Durante o processo, foram apresentados laudos médicos e avaliação neuropsicológica indicando que o estudante possui TEA nível 1 de suporte, baixa visão e quadro de ansiedade, além da recomendação expressa de permanência próxima à família. Os documentos apontaram que o afastamento da rede de apoio vinha comprometendo sua saúde emocional e colocando em risco a continuidade da formação acadêmica.

Reconhecimento de direitos
Na sentença assinada em 17 de junho de 2026, o juiz federal substituto Daniel Wanderley Cavalcanti de Almeida Pedrosa reconheceu que os direitos fundamentais à saúde, à educação e à convivência familiar justificavam a transferência.
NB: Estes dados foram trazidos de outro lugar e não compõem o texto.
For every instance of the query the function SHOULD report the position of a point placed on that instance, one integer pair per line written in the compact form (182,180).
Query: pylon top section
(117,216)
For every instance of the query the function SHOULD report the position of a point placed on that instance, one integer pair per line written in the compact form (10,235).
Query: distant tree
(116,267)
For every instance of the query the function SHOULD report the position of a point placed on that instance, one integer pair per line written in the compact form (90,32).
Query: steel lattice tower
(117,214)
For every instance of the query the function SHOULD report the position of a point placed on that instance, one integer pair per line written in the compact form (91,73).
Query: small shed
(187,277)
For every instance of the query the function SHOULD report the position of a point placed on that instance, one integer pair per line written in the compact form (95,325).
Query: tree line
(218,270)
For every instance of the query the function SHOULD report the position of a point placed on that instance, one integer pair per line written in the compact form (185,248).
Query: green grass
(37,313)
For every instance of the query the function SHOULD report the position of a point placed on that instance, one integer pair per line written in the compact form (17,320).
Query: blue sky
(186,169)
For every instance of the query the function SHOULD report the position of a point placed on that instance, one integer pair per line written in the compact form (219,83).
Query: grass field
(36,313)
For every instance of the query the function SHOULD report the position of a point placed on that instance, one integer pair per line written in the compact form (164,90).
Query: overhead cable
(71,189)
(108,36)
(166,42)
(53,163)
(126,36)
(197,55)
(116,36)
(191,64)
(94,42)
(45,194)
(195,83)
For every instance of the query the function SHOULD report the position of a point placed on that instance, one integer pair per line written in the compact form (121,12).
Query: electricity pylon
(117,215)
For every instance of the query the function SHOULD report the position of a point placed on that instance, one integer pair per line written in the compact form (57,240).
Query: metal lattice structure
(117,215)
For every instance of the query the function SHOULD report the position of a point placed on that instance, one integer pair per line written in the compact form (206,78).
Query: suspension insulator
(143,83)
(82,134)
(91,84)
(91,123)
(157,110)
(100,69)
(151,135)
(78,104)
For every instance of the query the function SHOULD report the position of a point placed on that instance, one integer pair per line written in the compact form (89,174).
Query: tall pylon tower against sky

O magistrado determinou que a UFMA e a UFPA adotem todas as providências necessárias para a transferência do estudante para o curso de Medicina da UFPA, em Belém, com aproveitamento integral das disciplinas já cursadas e matrícula no período correspondente. A decisão também fixou prazo de 30 dias para cumprimento da medida.

O magistrado destacou que a documentação apresentada comprovou a condição de pessoa com deficiência do estudante, diagnosticado com TEA nível 1 de suporte, bem como a necessidade de acompanhamento familiar devidamente atestada por laudos médicos e avaliação neuropsicológica. Na sentença, o juiz ressaltou ainda que a Constituição Federal, a Convenção da ONU sobre os Direitos das Pessoas com Deficiência e a legislação brasileira asseguram proteção especial às pessoas com deficiência, incluindo os direitos à educação, à saúde e à convivência familiar.

Expectativa de retorno ao convívio familiar

Fonte: DPU



Ao comentar a vitória judicial, a mãe do estudante destacou os desafios diários enfrentados por famílias de pessoas autistas e ressaltou a importância da rede de apoio familiar para garantir autonomia, dignidade e qualidade de vida. Para ela, a decisão representa um avanço não apenas para o filho, mas para a garantia dos direitos das pessoas com deficiência de forma mais ampla.



"Recebemos com imensa gratidão o apoio da Defensoria Pública da União. Fomos acolhidos com sensibilidade, respeito e grande presteza em um momento de extrema importância para nós. Esta decisão representa muito mais do que uma conquista individual: é um marco na luta pelos direitos das pessoas com deficiência, fortalecendo a inclusão, a justiça e o reconhecimento de que todos merecem ter seus direitos garantidos e respeitados. Seguimos esperançosos de que avanços como este inspirem outras famílias a buscarem seus direitos", afirmou.



Já o defensor Marcus Euler pontuou que o pedido de tutela de urgência foi inicialmente indeferido, mas a tese apresentada pela DPU acabou acolhida na sentença, conciliando o direito à convivência familiar com o direito à educação inclusiva de pessoas com TEA.



“Como defensor, fico extremamente feliz com a decisão, sobretudo por ter sido publicada um dia antes do Dia do Orgulho Autista, celebrado mundialmente em 18 de junho. A DPU, como instituição nacional de direitos humanos, tem essa missão constitucional de assegurar interpretações jurídicas inclusivas, possibilitando que pessoas com deficiência possam gozar plenamente do seu direito à educação”, concluiu.